At Precision, sclerotherapy is a minimally invasive treatment of common spider and small varicose veins without the need of anesthesia performed in the office . It is can used to treat spider veins visible at the surface of the skin. It also applies to treatment of veins that are deeper under the skin surface, which is aided with the use of ultrasound guidance. Sclerotherapy involves the injection of a chemical sclerosant directly into the diseased vein, causing a local irritation and ultimately causes the vein to close. The solution can be in a liquid or foam.
The sclerosant we use at Precision is the safest and most effective on the market.
How Does Sclerotherapy Work?
A tiny needle is inserted into the spider or varicose vein and the sclerosant is injected causing irreversible injury to the blood vessel. After injection, the chemical solution causes irritation of the vein wall causing it to spasm. Clotting of the vessel ensues and the body’s natural inflammatory response takes over with eventual reabsorbing of the vessel over time leading to its disappearance. The clots within the spider vein do not move or travel via the circulation and therefore are essentially of no health concern. In rare cases when the blood clots do not resorb, a tiny procedure at follow-up can be performed to remove them. Most spider veins begin to fade within 2 to 3 weeks and most are totally gone by 4 to 6 weeks. Larger veins or ones of the foot or ankle may take considerably longer, up to 2 to 3 months or so, to resolve.
The outcome of sclerotherapy is dependent on the type of sclerosant used, patient compliance as well as the skill and experience of the individual performing the treatment. Results will vary from patient to patient. Treatment failures require added scrutiny to determine if other problems are present causing the veins to resist closure. This can be due to increased pressures from reflux in larger superficial or deep veins of the leg. These problems are usually detected before the treatment when one of our experienced physicians at Precision initially examines the patient. A short ultrasound study is performed as part of the initial examination to determine if certain conditions exist such as venous reflux that may predispose sclerotherapy to failure or the results to be suboptimal. If these are present, they will be addressed at the initial consultation and a treatment plan will be discussed to achieve optimum results.
Visual sclerotherapy is generally used to treat small, red or blue spider veins and reticular veins. It involves directly injecting the sclerosant into the vein using a very small needle. The amount and concentration of solution injected depend on the size and extent of the spider veins. The goal is to cause damage to the visible veins, without damaging surrounding structures. Often, one can visually see the spider veins closing off and disappearing instantly.
Ultrasound-guided sclerotherapy can be used to treat deeper veins that are underneath the skin at various depths.
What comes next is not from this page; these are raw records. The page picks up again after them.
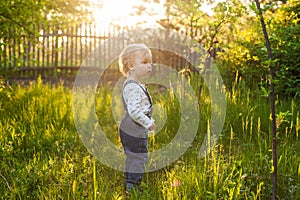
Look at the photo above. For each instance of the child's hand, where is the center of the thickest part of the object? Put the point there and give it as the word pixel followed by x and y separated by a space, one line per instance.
pixel 152 127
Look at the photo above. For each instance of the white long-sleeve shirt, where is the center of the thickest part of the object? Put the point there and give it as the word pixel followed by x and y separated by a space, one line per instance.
pixel 138 104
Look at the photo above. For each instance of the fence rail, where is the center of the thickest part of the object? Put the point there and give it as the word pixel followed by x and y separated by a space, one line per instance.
pixel 60 52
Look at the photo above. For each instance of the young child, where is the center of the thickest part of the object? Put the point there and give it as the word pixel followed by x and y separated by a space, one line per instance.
pixel 135 62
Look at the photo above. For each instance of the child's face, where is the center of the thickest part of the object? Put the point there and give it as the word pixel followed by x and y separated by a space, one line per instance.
pixel 142 65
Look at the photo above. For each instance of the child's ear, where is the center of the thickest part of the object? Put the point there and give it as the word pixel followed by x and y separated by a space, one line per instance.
pixel 130 65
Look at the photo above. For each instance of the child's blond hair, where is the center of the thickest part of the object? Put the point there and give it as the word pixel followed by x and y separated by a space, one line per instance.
pixel 128 55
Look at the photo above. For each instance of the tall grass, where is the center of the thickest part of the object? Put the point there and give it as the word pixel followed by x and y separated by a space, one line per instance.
pixel 42 157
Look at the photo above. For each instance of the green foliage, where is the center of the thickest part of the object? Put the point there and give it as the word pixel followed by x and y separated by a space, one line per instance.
pixel 42 157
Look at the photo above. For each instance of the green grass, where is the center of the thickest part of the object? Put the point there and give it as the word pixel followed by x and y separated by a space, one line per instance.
pixel 42 156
These are sometimes referred to as tributary or perforator veins. Often ultrasound guided sclerotherapy is used as an adjunctive therapy to treat the veins that feed abnormal varicose or spider veins. Ultrasound guided foam sclerotherapy may be used as the foam has been proven to increase the strength of the treatment. In severe cases, the perforator veins could be the cause of a venous ulcer. Precision doctors are experts at using ultrasound to guide the needle and medication into its desired location.
At Precision sclerotherapy using polidocanol made into a foam is sometimes used. The advantage of foam is the foam tends to cling to the inside lining of the vein which allows more time for the medication to injure the vein walls. Liquid tends to be washed out more rapidly with less time for the medication to contact the walls and cause sclerosis. The foam is particularly effective for larger veins as the volume and brisk flow of blood washes the liquid away much quicker making for less effective treatment. Foam clings to the walls of the veins avoiding the washing away effect that liquid is subject to.
Foam is also very safe as it quickly dilutes when it gets to the deeper venous circulation. It becomes dilute and ineffective in the larger deeper and central veins.
Foam sclerotherapy is a reasonable and safe treatment. When ablation of incompetent larger superficial veins is necessary and these cannot be treated with radiofrequency because of tortuous anatomy or other factors, then foam sclerotherapy is a great option. At Precision, we are adept at using foam sclerotherapy at treating difficult cases as well as using it as a powerful adjunctive tool in treating venous disease.
Compression stockings are used after sclerotherapy to aid healing and provide better results. Multiple sclerotherapy treatments are commonly necessary to eliminate all spider veins. Treatments usually occur 4 to 6 weeks apart, but can vary based on each patient.